Federal Housing Administration (FHA): The Federal Housing Administration, a division of the US Department of Housing and Urban Development (HUD), offers financing options to help buyers qualify for a mortgage loan.
final proposal to creditors: The last alternative before bankruptcy, this alternative seeks to find an agreement with creditors for repayment of debts.
fixed mortgage benefits: A fixed mortgage rate has a fixed interest rate for the entire term of the loan and, therefore, has the same payment from month to month. Predictable payments allow borrowers to budget their finances.
fixed-mortgage: A mortgage that has a fixed interest rate for the entire term of the loan and, therefore, has the same payment from month to month until the loan is paid in full.
fixed-rate mortgage: A loan with an unchangeable interest rate over its entire term.
Freddie Mac: A corporation created by Congress to support the secondary mortgage market; it purchases and sells residential mortgages insured by the Federal Home Administration or guaranteed by the Veterans Administration.
general warranty deed: A deed in which the seller guarantees that the property title is clear back to its origins and that should the title fail, the seller will compensate the buyer for losses.

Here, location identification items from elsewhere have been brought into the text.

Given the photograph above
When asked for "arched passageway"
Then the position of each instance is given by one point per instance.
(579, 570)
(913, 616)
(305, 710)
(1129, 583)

This should not take the place of Title Insurance. (See also Deed.)
grantee: The party in the deed who is the buyer or recipient.
grantor: The party in the deed who is the seller or giver.
hazard insurance: Protects against damage caused to property by fire, windstorm, and other common hazards
home equity line of credit (HELOC): A line of credit that is secured by a property allowing the mortgagor to access their property's equity.
home equity loan: A loan allowing the mortgagor to borrow against the equity in the property, possibly up to 100% of the equity in the property.
HUD: The US Department of Housing and Urban Development insures mortgage loans by lenders and sets minimum standards for such homes.
hybrid mortgage: A hybrid mortgage combines features of both fixed-rate and adjustable-rate mortgages.
interest: A charge paid for borrowing money. (See also Mortgage Note.)
interest rate vs. apr: An interest rate is simply the percentage of a loan amount that a person is charged per year to finance a loan. The Annual Percentage Rate (APR) starts with the interest rate and then adds in other costs, such as points and other fees, called "finance charges. APRs are typically higher than interest rates because all finance charges, not just interest, are used to calculate an APR.
interest-only mortgage: A loan in which the borrower pays only the interest on the capital for a set term. At the end of the term, the borrower may renew the interest-only mortgage, repay the capital or convert the loan to a principal-and-interest-payment loan.
involuntary bankruptcy: A condition when creditors may file a bankruptcy petition against a debtor in an effort to recoup a portion of what they are owed.